Verbände und Berufsordnungen zum Schutze des Berufsbildes „Tierheilpraktiker“


Die Versäumnisse des Gesetzgebers, rechtliche Grundlagen analog zur humanen Heilkunde in Abgrenzung zur Medizin auch für den Bereich der Tierheilkunde zu schaffen, hat einige Berufsverbände ins Leben gerufen, die sich darum bemühen, einheitliche Berufsregelungen und ein gewisses Berufsethos zu etablieren und die Ausbildung zum Tierheilpraktiker zu organisieren. Gerade deswegen, weil es keine Rechtsgrundlagen zur Berufsausübung gibt, sind die Verbände umso mehr darum bemüht, verbindliche freiwillige Regelungen für ihre Mitglieder zu schaffen. Da jeder Verband für Tierheilpraktiker auch seine eigene Berufsordnung auflegen könnte, haben sich verschiedene Tierheilpraktiker-Verbände zusammengeschlossen und kooperativ eine gemeinschaftliche Berufsordnung entworfen.
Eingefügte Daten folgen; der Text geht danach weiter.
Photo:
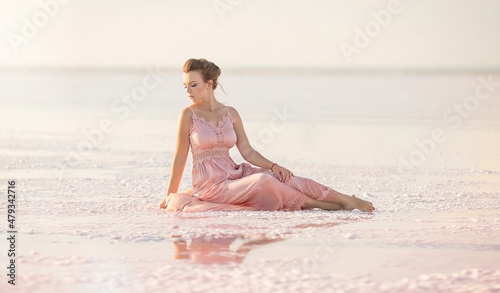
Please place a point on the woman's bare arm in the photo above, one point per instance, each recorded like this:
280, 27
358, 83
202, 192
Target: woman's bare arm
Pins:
246, 150
181, 150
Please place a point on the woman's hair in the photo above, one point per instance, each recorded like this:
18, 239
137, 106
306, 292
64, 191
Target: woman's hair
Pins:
209, 71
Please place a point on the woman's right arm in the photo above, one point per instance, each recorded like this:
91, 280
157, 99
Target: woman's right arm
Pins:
181, 150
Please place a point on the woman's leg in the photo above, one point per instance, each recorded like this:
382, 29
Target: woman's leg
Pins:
324, 194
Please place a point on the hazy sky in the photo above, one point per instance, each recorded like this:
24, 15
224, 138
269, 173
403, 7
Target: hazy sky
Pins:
334, 34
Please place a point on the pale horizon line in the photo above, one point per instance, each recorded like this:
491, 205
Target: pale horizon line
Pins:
251, 69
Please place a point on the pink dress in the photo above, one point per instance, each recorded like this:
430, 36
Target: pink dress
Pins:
225, 185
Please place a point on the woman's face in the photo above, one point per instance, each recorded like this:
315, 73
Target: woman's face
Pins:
196, 88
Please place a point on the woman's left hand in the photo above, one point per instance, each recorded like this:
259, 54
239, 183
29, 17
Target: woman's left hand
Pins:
282, 173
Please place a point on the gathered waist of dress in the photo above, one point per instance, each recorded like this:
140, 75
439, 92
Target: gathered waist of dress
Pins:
200, 156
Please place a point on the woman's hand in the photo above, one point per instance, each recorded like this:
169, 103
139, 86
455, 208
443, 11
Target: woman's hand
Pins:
282, 173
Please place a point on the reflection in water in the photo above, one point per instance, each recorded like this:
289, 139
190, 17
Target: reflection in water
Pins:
231, 247
222, 249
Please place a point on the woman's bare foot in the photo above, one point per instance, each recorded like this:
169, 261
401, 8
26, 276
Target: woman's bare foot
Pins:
163, 203
352, 202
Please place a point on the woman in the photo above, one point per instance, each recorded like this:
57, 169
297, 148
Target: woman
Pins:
211, 129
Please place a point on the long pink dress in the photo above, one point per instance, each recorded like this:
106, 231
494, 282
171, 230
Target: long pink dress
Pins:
221, 184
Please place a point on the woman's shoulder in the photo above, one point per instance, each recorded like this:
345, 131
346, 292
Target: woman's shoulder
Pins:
185, 114
233, 111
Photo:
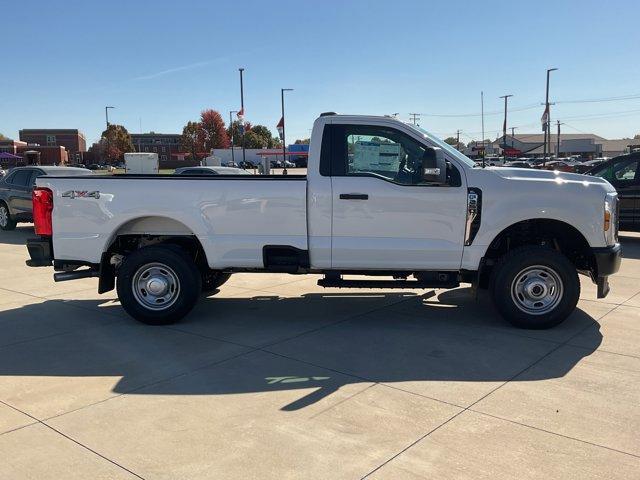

Die Berufsausbildung für Tierheilpraktiker


Wie auch bei der Ausbildung zum Human-Heilpraktiker kann man das notwendige Fachwissen für den Tierheilpraktiker sowohl an einer Heilpraktikerschule im Präsenzunterricht erlernen als es sich auch über das Fernstudium selbst aneignen. Eine Überprüfung des Fachwissens durch das regionale Gesundheitsamt wie beim Human-Heilpraktiker findet nicht statt, da es keine einheitlichen gesetzlichen Vorschriften hierfür gibt. Trotzdem ist eine fundierte Ausbildung wichtig, damit der Beruf erfolgreich ausgeübt werden kann. Mangelndes Fachwissen wird sich schnell im Laufe des Praxisbetriebes zeigen und dann wird sich die Spreu vom Weizen trennen, wenn Kunden mit ihren Tieren einen Tierheilpraktiker aufsuchen, der über ein gründlicheres Fachwissen verfügt. Mangelnde Kompetenz lässt sich auf Dauer nicht verstecken. Erfolg hat derjenige, bei dem die Menschen spüren, dass er genau weiß, was er tut.


Die berufliche Praxis des Tierheilpraktikers


Es gibt zahlreiche alternative Behandlungsmethoden, wie zum Beispiel die Akkupunktur, die nicht nur ein Veterinärmediziner anwenden muss, sondern die genauso gut von einem Tierheilpraktiker angeboten werden können. In der Regel arbeitet ein Tierheilpraktiker selbstständig in der eigenen Praxis. Hier kommen zum geforderten Fachwissen noch zusätzliche Kenntnisse in der Betriebswirtschaft hinzu, da es anfangs eher unwahrscheinlich ist, dass man für solche administrativen Aufgaben eine Fachkraft beschäftigt. So dürfte sich ein Praxistag in geschätzte zehn Prozent Praxisvorbereitung vor der Sprechzeit, in 70 Prozent Praxisbetrieb und nach Praxisschluss in 20 Prozent betriebswirtschaftliche und administrative Tätigkeiten aufteilen.